Единственное, что удерживало от просьбы к КЕРГИШЕТУ вернуть его назад, было далеко от намерений и желаний других ходоков. Его не волновали, вернее, почти не волновали происходящие с командой перипетии, хотя он горой вставал на стороне всех действий КЕРГИШЕТА. А кого ему поддерживать? Не временницу же? Или Арно?..
Причина же, по которой он держался и за КЕРГИШЕТА, и за команду, осталась в Фимане. Там назревала эгепия, тот непонятный и неприятный для обитателей Кап-Тартара временной скачок, когда всё живое в короткий – минуты – срок становилось на много лет старше, старее, дряхлее. У них начиналась новая эония.
Джордан пережил уже несколько эгепий, воспоминания о которых портило настроение и вкус к жизни. Да и кому понравится, если ты прикрыл глаза, чтобы моргнуть, а, открыв их, вдруг ощущаешь в себе нерадостные перемены. Слабеют мышцы, зрение и слух. Чаще посещает усталость и уныние от созерцания своего и чужих образов – всё не так. Появляются морщины там, где их недавно не было, голова покрывается сединой, в голове какие-то глупости…
Правда, первые эгепии, делавшие его отроком, юношей и затем мужем, ожидались как приятные и желательные. Но когда это было? Всё те приятные чувства позабылись и истёрлись в памяти. Сейчас осталось лишь одно тягостное ожидание неизбежного ухудшения самочувствия и отказа от привычных ощущений окружающего. Бегство из Фимана с КЕРГИШЕТОМ могло сдвинуть наступление эгепии на более позднее время, а то и вовсе не дать ей наступить.
Джордан питал надежду…
Пожалуй, только Жулдас в любой момент мог повернуть назад, подальше от разрушений, людских страданий и, вообще, ото всего, имеющего в своём запасе существования не века, не годы, даже не часы.
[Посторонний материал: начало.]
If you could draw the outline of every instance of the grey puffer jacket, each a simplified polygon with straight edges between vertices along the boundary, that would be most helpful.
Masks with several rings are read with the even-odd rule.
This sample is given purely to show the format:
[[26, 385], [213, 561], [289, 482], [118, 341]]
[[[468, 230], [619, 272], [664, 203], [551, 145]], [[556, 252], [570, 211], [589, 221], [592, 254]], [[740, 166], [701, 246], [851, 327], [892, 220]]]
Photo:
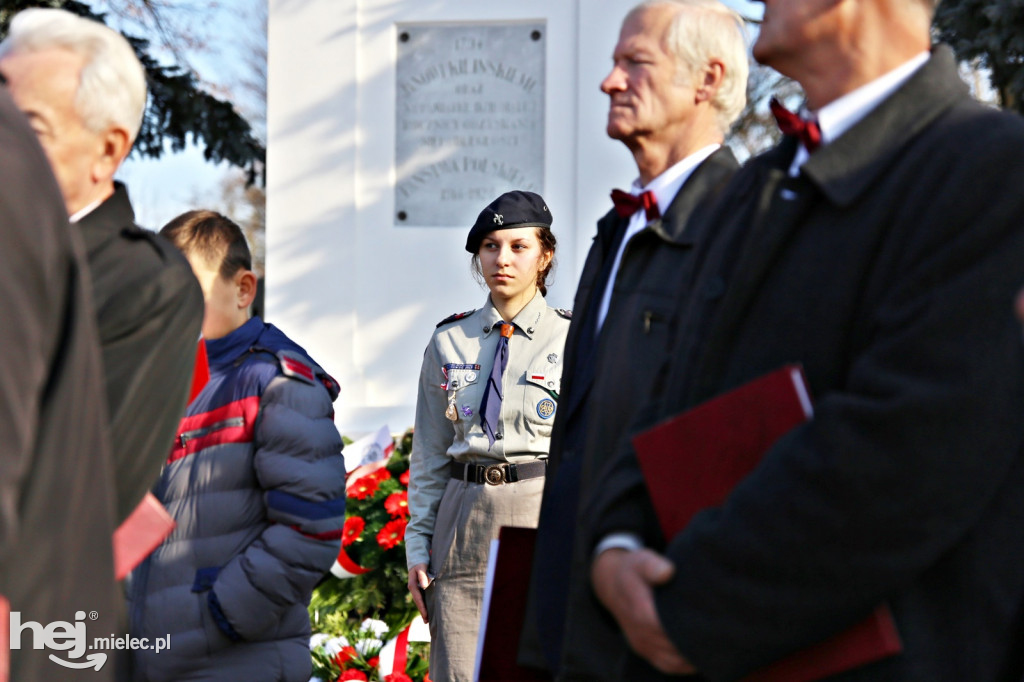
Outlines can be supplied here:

Всё-таки, как ему казалось, он поступил опрометчиво, так легко согласившись пойти с КЕРГИШЕТОМ.
При встрече, когда Арно привёл его к нему, приглашение показалось заманчивым, так как у него наступил кризис; он был в отчаянии от постоянных неудачных походов в прошлое, где каждое его появление сопровождалось какой-нибудь нелепой случайностью. Почему-то его внешность всегда привлекала нездоровое внимание, как бы он не подстраивался под эпоху в одежде, в поведении. Натыкался на языковые барьеры. А чужих во все времена побаивались, к ним относились с подозрением, их не любили и не любят до сих пор. Постоянно ощущать себя белой вороной, что может быть нелепей для человека, которому хочется посмотреть, развлечься, повеселиться, побыть самим собой?
Да и вообще, последние годы для него прошли не так, как хотелось бы. Глупо и бесцельно. Подружился с Осикавой, обрёл нечто новое и будто бы постоянное, а тот втянул его в компанию Радича. Вначале там показалось всё интересным. Непривычные речи, вольности и дозволенности подстёгивали к свершениям необдуманных поступков, казавшихся любопытными и занимательными. Но те, кому они себя противопоставили, быстро разобрались с ними. Радич и Гнасис куда-то сбежали и канули в вечность прошлого. От нечего делать он подался к Аранбалю как к человеку, хорошо знающему, чем можно заняться во времени. Но после памятной встречи с КЕРГИШЕТОМ разочаровался и в Аранбале, поняв, наконец, чем тот занимается на самом деле.
Когда КЕРГИШЕТ пришёл к нему с предложением, он обрадовался. Понадеялся, что встряхнётся, поскольку вот уже почти месяц сидел в настоящем безвылазно… Поверил и увязался за КЕРГИШЕТОМ и – вот вновь без внутреннего удовлетворения.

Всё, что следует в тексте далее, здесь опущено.